◆認知度向上を最重視
全国実行委員会では活動の基本目標を(1)社会・経済に対する協同組合の貢献についての認知度の向上、(2)協同組合の発展、(3)協同組合政策・制度の整備、(4)東日本大震災からの復旧・復興の4つを掲げ、このうち最も重視する活動を「認知度の向上」とし、協同組合が果たしている役割について情報発信に努めていく。

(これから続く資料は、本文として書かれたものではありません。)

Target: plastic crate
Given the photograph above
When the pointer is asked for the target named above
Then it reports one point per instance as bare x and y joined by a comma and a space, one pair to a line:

内橋克人代表(写真・左)は被災地での各協同組合の活動について▽組合員だけでなく地域全体を支援している、▽地域を超えた連携がある、▽地域の復興計画そのものに知恵を出している、ことを挙げ、「人々が生き抜く力を取り戻すために力を注いでいる」など役割を発揮していることを評価したが、国際協同組合年を「単なるイベントに終わらせていけない。貧困の根絶など社会の課題解決に具体的に努めなければならない」と強調した。

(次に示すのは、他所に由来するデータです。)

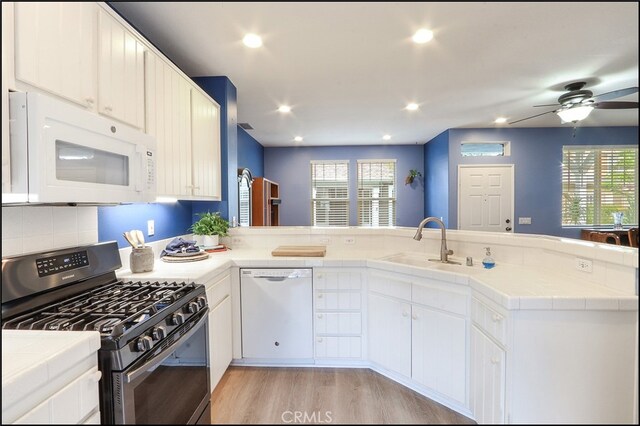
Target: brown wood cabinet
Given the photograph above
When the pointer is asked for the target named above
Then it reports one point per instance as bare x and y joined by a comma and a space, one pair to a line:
265, 210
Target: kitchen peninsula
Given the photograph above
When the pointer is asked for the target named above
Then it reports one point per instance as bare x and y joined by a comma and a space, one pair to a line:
529, 335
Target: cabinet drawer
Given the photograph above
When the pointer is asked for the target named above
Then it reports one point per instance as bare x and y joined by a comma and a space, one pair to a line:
450, 301
488, 320
339, 347
337, 280
338, 300
389, 285
217, 291
338, 323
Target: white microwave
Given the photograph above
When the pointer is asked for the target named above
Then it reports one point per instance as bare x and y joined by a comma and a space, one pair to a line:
61, 153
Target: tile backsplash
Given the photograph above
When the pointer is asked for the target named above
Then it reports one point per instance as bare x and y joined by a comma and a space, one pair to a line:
27, 229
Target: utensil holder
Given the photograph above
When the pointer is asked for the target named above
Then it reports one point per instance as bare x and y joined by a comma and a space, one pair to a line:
141, 259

また、実行委員会はキックオフイベントの参加者に向け「国連が協同組合を高く評価したからといって、今年、国連が何かしてくれるわけではない。協同組合自体が情報発信など自らが活動を強める必要がある」ことも指摘した。
◆ポストIYCも検討
認知度向上のための具体的な活動としては▽協同組合リーフレットの作成と普及、▽記念イベントの開催、▽大学での講座提供、小中学校での協同組合教育の充実に向けた働きかけなどに取り組む。 また、今回の実行委員会の結成で多様な協同組合グループが集まったことから、これを契機に大震災からの復旧・復興、人材育成など協同組合間の協同も模索する。とくに被災地への支援には協同組合が積極的に取り組んでいることから、積極的な情報交換を行い、実践可能な活動について検討、提案していく。 さらに2012年以降も活動が継続できるよう「ポストIYC(国際協同組合年)」の活動と体制について、24年度上半期をめどに検討を進めることにしている。

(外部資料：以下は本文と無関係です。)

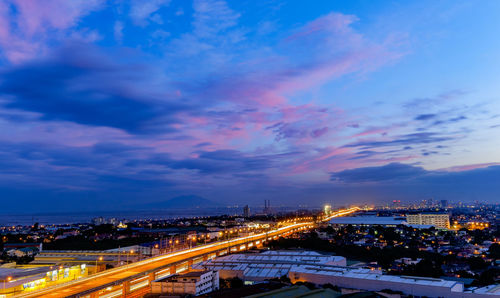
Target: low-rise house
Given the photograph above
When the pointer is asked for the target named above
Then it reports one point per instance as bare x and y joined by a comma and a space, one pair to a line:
192, 283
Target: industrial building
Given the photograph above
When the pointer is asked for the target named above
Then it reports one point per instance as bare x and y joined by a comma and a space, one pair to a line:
267, 265
22, 278
350, 278
367, 221
438, 220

実行委員会では茂木守前JA全中会長に代わり萬歳章全中会長が副代表に就任することが了承された。
萬歳会長は同日、コメントを発表。国連がIYCを定めた背景に協同組合が人々の経済社会開発へ最大限の参加を促していることや、持続可能な開発、貧困の根絶などに貢献できる事業体であると評価していることがあるとして「このことを誇りに思い、より多くの方々に協同組合の意義、素晴らしさを理解していただきたい。JAグループとしても全力をあげていきたい」としている。
◆政府に憲章制定の働きかけ
国連は国際協同組合年を機に各国政府が協同組合の発展を促すことを求めている。
それを受け実行委員会では協同組合憲章を日本政府に制定するよう働きかけることも活動の重点としている。実行委員会で決めた草案はその前文で憲章制定の目的を「政府に対して協同組合全体を貫く協同組合政策の基本的な考え方と方針を明らかにするようもとめるため」としている。 そのうえで協同組合の基本理念と果たしている役割を整理し、協同組合政策の基本原則や政府の行動指針を記すという構成になっている。
中小企業同友会は平成22年に「中小企業憲章草案」を策定し政府に制定を働きかけた結果、この憲章が閣議決定された。この例をふまえ協同組合憲章の制定をめざすもので各協同組合の中央機関は今後、内閣官房や関係省庁に働きかけを行っていくことにしている。